Intensive care units are spaces where there is a fast and furious rhythm work and this causes stress to healthcare professionals. There are many factors that cause it, and one is the environmental and physical environment.

Humanised architecture not only focuses on patients or relatives creating spaces that transmit them the warmth of a ‘temporary home’, transforming the traditional waiting rooms by a concept more friendly as the living room is. It also faces the challenge of improving the space needed by staff.

To do this, we need to take care of the design of the physical environment where the staff develop their work and facilitate their rest, because optimized space has a positive influence on the physical and emotional mood, and this has a direct impact on patients and families.

To humanize the staff spaces we focus in the design:

• A right and comfortable environment with a level of temperature, humidity, noise and optimal lighting. If you want to know the recommended ranges of comfort to an ICU, you can consult them in the humanization Plan of the ICU in the Community of Madrid.

• Ergonomic spaces, because the ergonomics looks for work fits the worker, instead of forcing the worker to adapt to the work. It is the key to the distribution of space, work equipment and furniture.

• Work spaces with sufficient dimensions, the appropiate equipment and ergonomical furniture, so each person can customize it to the physical characteristics and always use comfortably and safely for the staff.
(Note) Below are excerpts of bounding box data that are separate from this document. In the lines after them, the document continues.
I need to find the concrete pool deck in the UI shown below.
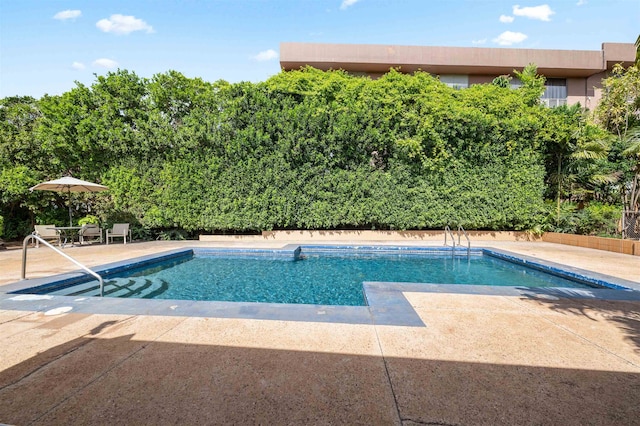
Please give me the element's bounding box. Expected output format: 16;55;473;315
0;238;640;425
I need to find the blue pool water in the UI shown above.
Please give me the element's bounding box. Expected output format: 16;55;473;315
52;250;587;306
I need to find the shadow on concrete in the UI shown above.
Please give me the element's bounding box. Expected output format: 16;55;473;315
524;288;640;352
0;324;640;425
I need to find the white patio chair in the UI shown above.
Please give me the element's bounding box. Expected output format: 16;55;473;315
33;225;61;248
107;223;131;244
78;223;102;244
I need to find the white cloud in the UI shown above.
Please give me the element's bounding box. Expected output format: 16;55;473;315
253;49;278;61
340;0;359;10
93;58;118;68
493;31;527;46
53;10;82;21
513;4;555;21
96;14;153;34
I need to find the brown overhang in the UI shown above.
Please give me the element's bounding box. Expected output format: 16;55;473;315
280;43;635;77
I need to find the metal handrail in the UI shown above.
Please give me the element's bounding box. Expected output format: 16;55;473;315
444;225;456;249
458;225;471;254
22;234;104;297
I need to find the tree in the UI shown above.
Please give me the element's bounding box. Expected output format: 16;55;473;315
595;64;640;211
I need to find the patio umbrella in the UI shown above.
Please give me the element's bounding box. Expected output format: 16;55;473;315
29;176;109;226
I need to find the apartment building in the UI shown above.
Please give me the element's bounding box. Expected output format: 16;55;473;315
280;43;636;109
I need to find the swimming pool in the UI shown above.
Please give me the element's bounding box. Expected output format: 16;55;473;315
11;246;636;306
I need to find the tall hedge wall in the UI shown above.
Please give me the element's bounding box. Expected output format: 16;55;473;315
0;68;549;234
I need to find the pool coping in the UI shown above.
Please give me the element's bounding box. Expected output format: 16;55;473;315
0;244;640;327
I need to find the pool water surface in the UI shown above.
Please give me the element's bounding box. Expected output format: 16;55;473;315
43;249;600;306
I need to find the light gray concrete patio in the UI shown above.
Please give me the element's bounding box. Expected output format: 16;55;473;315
0;237;640;425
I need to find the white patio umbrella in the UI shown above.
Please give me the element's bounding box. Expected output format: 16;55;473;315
29;176;109;226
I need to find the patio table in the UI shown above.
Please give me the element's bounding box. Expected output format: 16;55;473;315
48;226;82;247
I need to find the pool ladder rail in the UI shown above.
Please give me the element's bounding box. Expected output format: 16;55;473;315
444;225;471;256
21;234;104;297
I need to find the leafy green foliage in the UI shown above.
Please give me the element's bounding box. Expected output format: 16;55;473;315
0;67;595;238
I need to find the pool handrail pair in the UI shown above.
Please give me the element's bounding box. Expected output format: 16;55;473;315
444;225;471;254
21;234;104;297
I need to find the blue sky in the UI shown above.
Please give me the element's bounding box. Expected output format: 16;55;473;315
0;0;640;98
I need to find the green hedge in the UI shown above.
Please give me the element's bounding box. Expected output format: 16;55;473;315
0;68;572;235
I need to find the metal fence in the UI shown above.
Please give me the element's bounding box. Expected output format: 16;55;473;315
622;211;640;240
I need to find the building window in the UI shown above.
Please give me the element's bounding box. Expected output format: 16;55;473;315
440;74;469;89
511;77;567;108
541;78;567;108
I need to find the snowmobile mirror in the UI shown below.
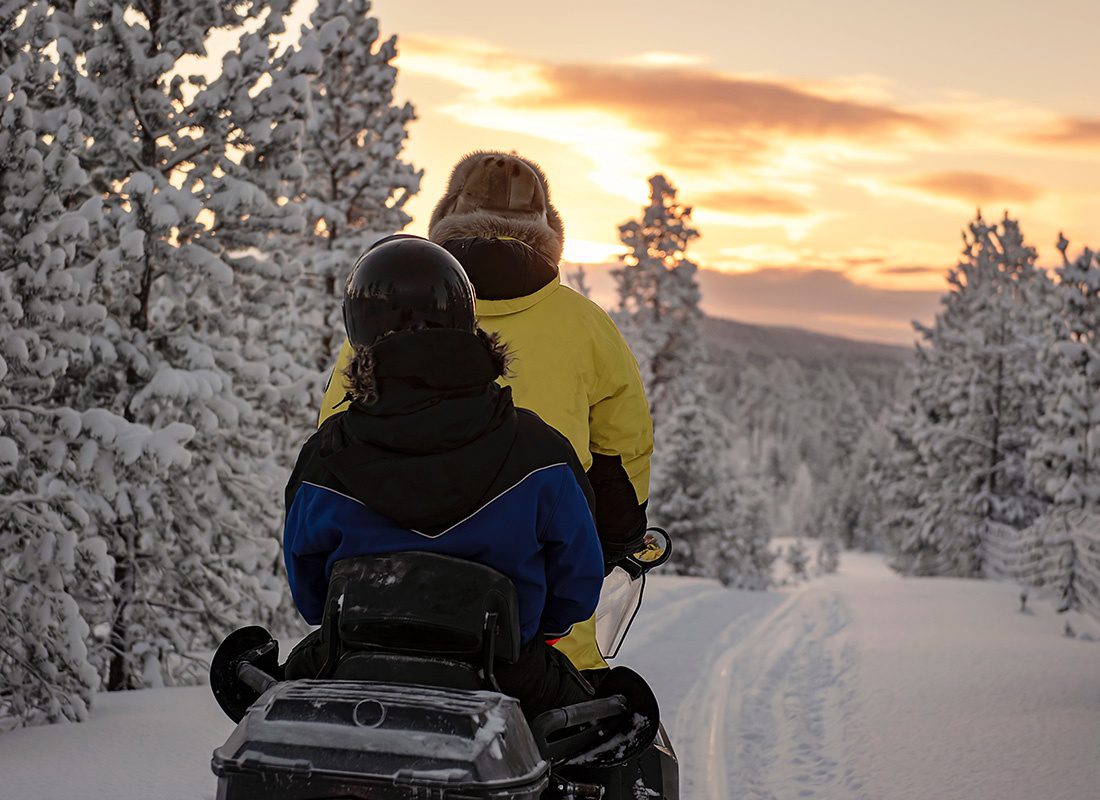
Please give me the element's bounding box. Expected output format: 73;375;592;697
210;625;279;722
629;527;672;572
All these conditions must also be present in rest rooms. It´s important to provide a good workspace as a suitable environment to rest. It is essential to have a well dimensioned and distributed space in order to have a second home space: lounge, kitchen, bedroom and bathroom.

What is ideal is that all these stays would be physically  separated physically among them. They must be away from the unit to promote relaxation and privacy to staff but they will have to be sufficiently close to arrive as soon as possible in case of emergency and try as far as possible to have natural light and views to the exterior to maintain circadian rhythm.

Staff should have a room for rest, a  warm and cozy space, kitchen complete with the necessary  appliances available, with extractors for avoid the smell to food, furniture for eating and rooms have comfortable beds and enough for the people who work in the shift.

Home furnishings will bring warmth to the space, prioritizing ergonomics to make it comfortable. With color a warm atmosphere will be created avoiding the visual fatigue and helping to improve mood. Finally, the use of decorative elements such as corks to put photos, natural plants… will give the personal touch.

There are units that have very limited spaces for rest areas, even there are cases where all functions are performed in the same room. Versatile furniture (or multifunction) that adapts to functions requiring space at any time, can be used to optimize them in which a module helps us to rest, eat and sleep. If we stick to the spirit of humanization and we should take care of the caregiver, this is not recommended, but in cases where infrastructure can not afford it due to its antigue we can use them but we should try to respect the rest of the staff áreas.

Ori apartment animation from Ori on Vimeo.

Let´s care for the staff, caring the spaces. If we don´t do it, the health system will fail.


Mónica Ferrero, interiorist at Lab In Action and Proyecto HU-CI designer.